China’s urban neighborhoods are managed by residents’ committees. To better meet residents’ varied needs, neighborhoods are further segmented into smaller grids, and each grid is assigned a staff member. Based on such a structure, government policies are more easily enacted on a grassroots level. 

Many Chinese, especially the young generations, do not have much interaction with the residents’ committees in their daily lives. But under an emergency, you can see that the city couldn’t have made it through the crisis without them. Residents’ committee staff checked residents’ health and disinfected the neighborhoods every day, delivered food and medicine door to door, took out trash, and dealt with every emergency. Our study found that residents reported a significantly lower level of mental distress when the social infrastructure, both residents’ committees and volunteer groups, provided comprehensive services.

A residents’ committee staff member disinfecting the building. Photo by Tang Ao.

Speaking of volunteer groups, how did they influence the neighborhoods during the lockdown?

As the pandemic progressed, residents’ committees were running out of capacity. So many residents volunteered to help their neighbors. 

A delivery guy we interviewed impressed me a lot. He kept working during the lockdown. One day, he got an order with an extra 100 RMB tip to send meals to a hospital, the most high-risk area in the city where everyone avoided going. He found out that the order was from a lady who actually knew no one in that hospital and was moved by the news and decided to do something for the medical workers on the frontline.

The lady kept placing orders with tips from time to time. But one day, she gave him three N95 masks instead. He was very surprised and grateful to receive them because it was very hard to get even one. She told him that these masks were from a doctor to thank her for the meals. This frontline doctor wore the same mask for two days, but he still tried as best as he could to save masks for her. The lady decided to give them to the delivery man because she thought he needed them more than she did. He was so touched that everyone was caring about others although they were also facing risks themselves. To pass on this kindness, he decided to become a volunteer.

There were tens of thousands of volunteers like him who hesitated to volunteer at first but were motivated by the stories they read online, the help they received from neighbors and strangers, and the strong will they felt in people to defeat the virus. Even if many of them were under quarantine, they still worked on WeChat to comfort each other and coordinate whatever tasks were needed. 

Helping others, in turn, cheered them up. I remember one volunteer told me “I would have been depressed if I had chosen to stay at home for over 70 days straight and do nothing.” The sense of belonging, connectedness, trust, and kindness they felt through the volunteer work proved to be effective in easing anxiety and building confidence.

Volunteers moving the donated goods. Photo by Tang Ao.

How can the findings be applied to other societies?
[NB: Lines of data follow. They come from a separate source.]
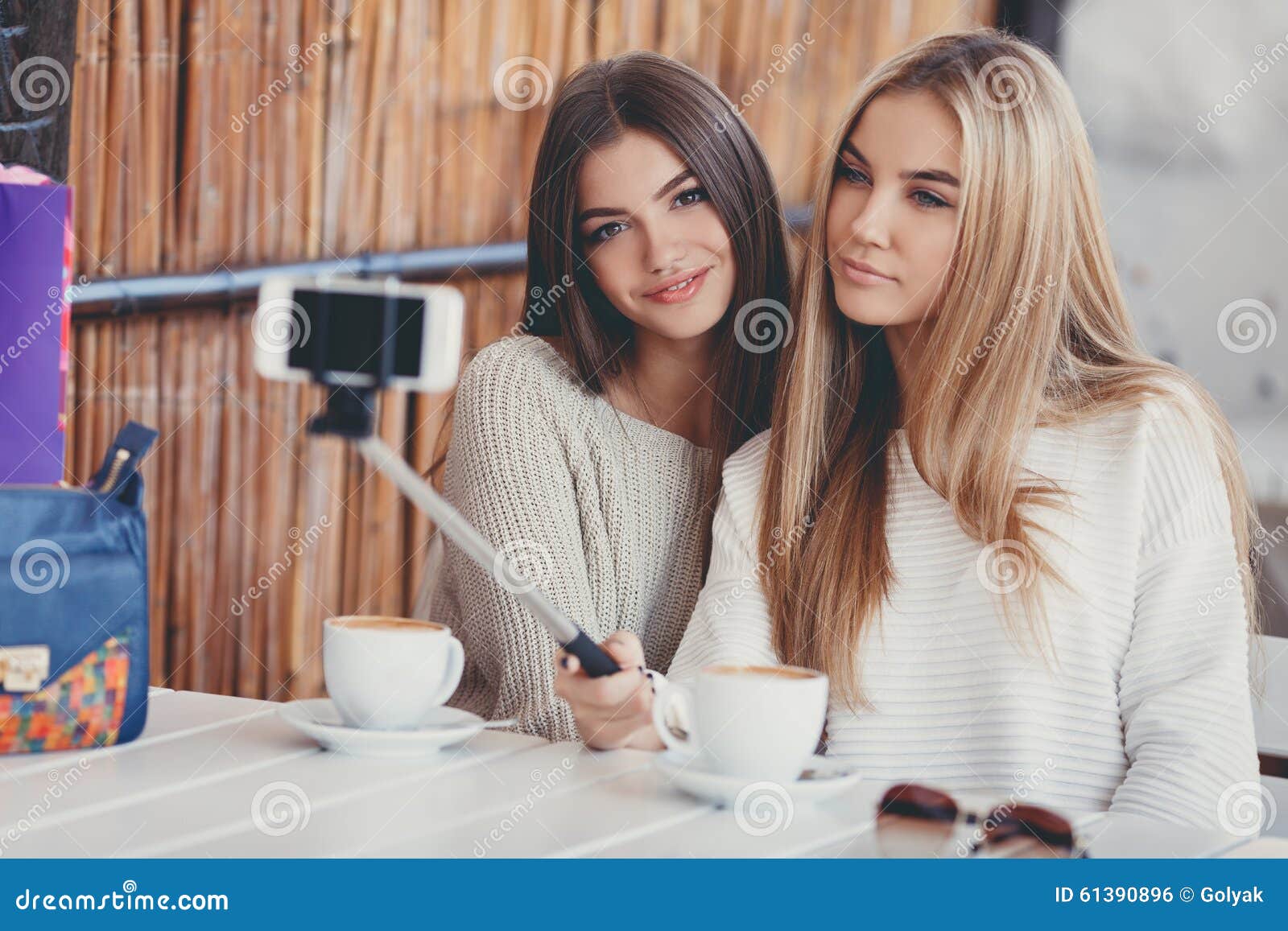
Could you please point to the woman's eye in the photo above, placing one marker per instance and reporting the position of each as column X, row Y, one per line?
column 925, row 199
column 691, row 196
column 852, row 174
column 607, row 232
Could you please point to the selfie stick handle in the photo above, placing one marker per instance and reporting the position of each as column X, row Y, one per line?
column 456, row 528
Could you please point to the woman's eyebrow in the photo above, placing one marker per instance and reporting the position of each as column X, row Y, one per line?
column 920, row 175
column 686, row 174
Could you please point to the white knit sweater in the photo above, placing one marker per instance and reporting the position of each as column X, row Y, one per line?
column 602, row 510
column 1150, row 710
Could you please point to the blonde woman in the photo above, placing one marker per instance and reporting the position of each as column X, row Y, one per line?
column 1005, row 519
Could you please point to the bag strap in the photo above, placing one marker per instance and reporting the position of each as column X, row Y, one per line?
column 119, row 473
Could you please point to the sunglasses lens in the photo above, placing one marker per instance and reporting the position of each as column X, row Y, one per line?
column 919, row 801
column 1028, row 821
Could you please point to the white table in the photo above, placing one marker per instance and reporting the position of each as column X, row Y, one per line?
column 214, row 776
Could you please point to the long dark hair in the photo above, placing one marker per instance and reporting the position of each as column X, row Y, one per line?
column 678, row 106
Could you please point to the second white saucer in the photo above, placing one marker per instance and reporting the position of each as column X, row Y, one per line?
column 821, row 779
column 321, row 721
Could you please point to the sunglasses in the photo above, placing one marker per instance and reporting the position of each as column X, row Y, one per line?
column 1008, row 830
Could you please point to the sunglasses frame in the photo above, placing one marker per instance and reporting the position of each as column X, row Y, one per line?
column 950, row 810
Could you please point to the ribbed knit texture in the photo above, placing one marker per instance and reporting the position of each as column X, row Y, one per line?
column 602, row 510
column 1148, row 710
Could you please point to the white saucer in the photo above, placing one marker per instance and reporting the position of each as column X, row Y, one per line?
column 320, row 720
column 821, row 779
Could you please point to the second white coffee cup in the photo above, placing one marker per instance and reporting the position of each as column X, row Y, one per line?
column 753, row 721
column 390, row 674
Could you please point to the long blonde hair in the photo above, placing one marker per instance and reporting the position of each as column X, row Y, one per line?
column 1030, row 229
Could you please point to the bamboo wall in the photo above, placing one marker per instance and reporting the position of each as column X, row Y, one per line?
column 382, row 132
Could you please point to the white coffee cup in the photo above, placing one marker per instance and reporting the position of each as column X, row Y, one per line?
column 390, row 674
column 755, row 721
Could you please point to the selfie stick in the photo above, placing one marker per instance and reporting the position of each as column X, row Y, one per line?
column 351, row 414
column 476, row 546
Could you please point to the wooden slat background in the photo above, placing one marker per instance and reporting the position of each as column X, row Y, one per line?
column 384, row 134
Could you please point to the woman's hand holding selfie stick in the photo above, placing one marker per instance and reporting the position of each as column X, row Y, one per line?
column 611, row 711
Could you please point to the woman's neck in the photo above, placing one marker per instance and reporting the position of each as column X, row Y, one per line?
column 667, row 383
column 907, row 343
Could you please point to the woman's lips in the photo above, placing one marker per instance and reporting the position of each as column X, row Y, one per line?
column 682, row 294
column 862, row 274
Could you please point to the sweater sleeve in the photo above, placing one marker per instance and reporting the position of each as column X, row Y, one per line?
column 508, row 474
column 1184, row 693
column 731, row 618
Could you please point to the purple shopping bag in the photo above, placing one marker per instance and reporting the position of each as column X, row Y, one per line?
column 35, row 323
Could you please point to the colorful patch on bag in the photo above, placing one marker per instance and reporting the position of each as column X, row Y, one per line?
column 81, row 708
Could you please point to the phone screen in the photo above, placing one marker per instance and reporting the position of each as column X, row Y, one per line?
column 353, row 334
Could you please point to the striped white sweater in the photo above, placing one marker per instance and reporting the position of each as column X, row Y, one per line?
column 1148, row 710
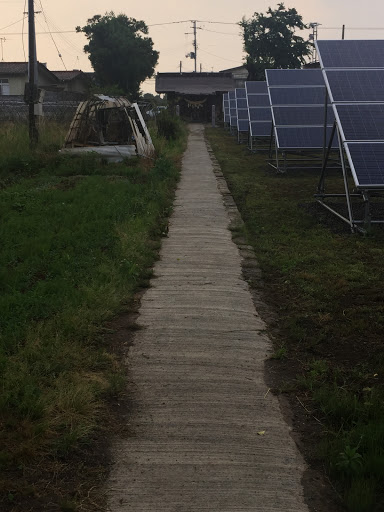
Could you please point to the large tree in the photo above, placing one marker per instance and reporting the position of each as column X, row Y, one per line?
column 120, row 53
column 270, row 41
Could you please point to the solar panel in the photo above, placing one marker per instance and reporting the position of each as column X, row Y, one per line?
column 294, row 77
column 260, row 114
column 241, row 103
column 242, row 113
column 240, row 93
column 243, row 125
column 297, row 96
column 367, row 163
column 356, row 85
column 361, row 122
column 308, row 137
column 260, row 129
column 258, row 100
column 351, row 54
column 232, row 104
column 256, row 88
column 304, row 116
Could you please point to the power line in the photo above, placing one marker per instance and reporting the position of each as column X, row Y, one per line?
column 217, row 56
column 14, row 23
column 22, row 31
column 53, row 40
column 217, row 32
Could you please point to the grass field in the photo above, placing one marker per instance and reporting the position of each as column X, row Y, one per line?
column 327, row 288
column 78, row 239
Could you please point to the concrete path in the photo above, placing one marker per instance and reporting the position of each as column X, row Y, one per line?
column 206, row 435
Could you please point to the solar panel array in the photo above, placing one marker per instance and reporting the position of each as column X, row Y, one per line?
column 232, row 109
column 354, row 75
column 226, row 108
column 242, row 110
column 259, row 109
column 297, row 98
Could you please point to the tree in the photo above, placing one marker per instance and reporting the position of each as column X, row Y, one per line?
column 270, row 41
column 120, row 54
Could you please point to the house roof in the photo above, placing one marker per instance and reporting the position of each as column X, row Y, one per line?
column 14, row 68
column 68, row 75
column 21, row 68
column 194, row 83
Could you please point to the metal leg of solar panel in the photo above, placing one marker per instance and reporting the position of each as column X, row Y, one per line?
column 326, row 154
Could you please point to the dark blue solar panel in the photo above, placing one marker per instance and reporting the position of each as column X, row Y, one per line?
column 309, row 137
column 258, row 100
column 304, row 116
column 367, row 163
column 241, row 103
column 297, row 77
column 351, row 54
column 242, row 113
column 361, row 122
column 243, row 125
column 260, row 129
column 356, row 85
column 256, row 87
column 240, row 93
column 260, row 114
column 297, row 96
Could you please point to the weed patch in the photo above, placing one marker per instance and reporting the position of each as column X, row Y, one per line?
column 79, row 238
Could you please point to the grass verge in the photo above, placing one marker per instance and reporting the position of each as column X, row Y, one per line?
column 79, row 238
column 326, row 287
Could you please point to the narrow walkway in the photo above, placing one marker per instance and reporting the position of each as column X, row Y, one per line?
column 200, row 404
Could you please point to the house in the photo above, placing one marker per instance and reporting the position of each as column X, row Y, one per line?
column 195, row 93
column 74, row 81
column 14, row 75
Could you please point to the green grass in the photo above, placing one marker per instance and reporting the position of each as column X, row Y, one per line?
column 79, row 238
column 327, row 287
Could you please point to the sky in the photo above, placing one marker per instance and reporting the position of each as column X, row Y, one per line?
column 218, row 36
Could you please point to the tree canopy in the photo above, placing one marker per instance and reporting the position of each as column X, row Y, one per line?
column 120, row 52
column 270, row 41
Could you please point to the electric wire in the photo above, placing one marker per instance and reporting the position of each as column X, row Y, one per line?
column 53, row 40
column 14, row 23
column 22, row 31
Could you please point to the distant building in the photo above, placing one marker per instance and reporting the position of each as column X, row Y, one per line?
column 14, row 75
column 74, row 81
column 195, row 93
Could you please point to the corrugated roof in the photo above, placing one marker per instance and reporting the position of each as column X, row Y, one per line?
column 194, row 83
column 67, row 75
column 14, row 68
column 21, row 68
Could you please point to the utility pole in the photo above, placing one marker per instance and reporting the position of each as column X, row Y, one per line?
column 2, row 40
column 195, row 43
column 32, row 71
column 193, row 55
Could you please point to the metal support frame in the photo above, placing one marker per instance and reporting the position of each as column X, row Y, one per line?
column 362, row 225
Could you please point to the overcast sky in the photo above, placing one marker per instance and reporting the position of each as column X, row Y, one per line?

As mentioned earlier, China’s neighborhood’s organization structures are unique. Some activities that received positive feedback in China may not be applicable to other societies. But one thing for sure is that the strengthening in mutual communication and trust among residents – which is the social cohesion we stressed in the study – can lead to a more supportive and robust community united against a crisis. Governments can achieve this by constructing more opportunities for residents to build deeper relationships.

Our Center has just completed a similar study in Hong Kong and is collaborating with the NYU Sociology Department to collect data in American cities. We plan to compare the three sets of data to learn more about how different societies are fighting against the virus. This pandemic will not be the last public crisis for us. It’s always necessary to learn from experience and get better prepared for the next challenge.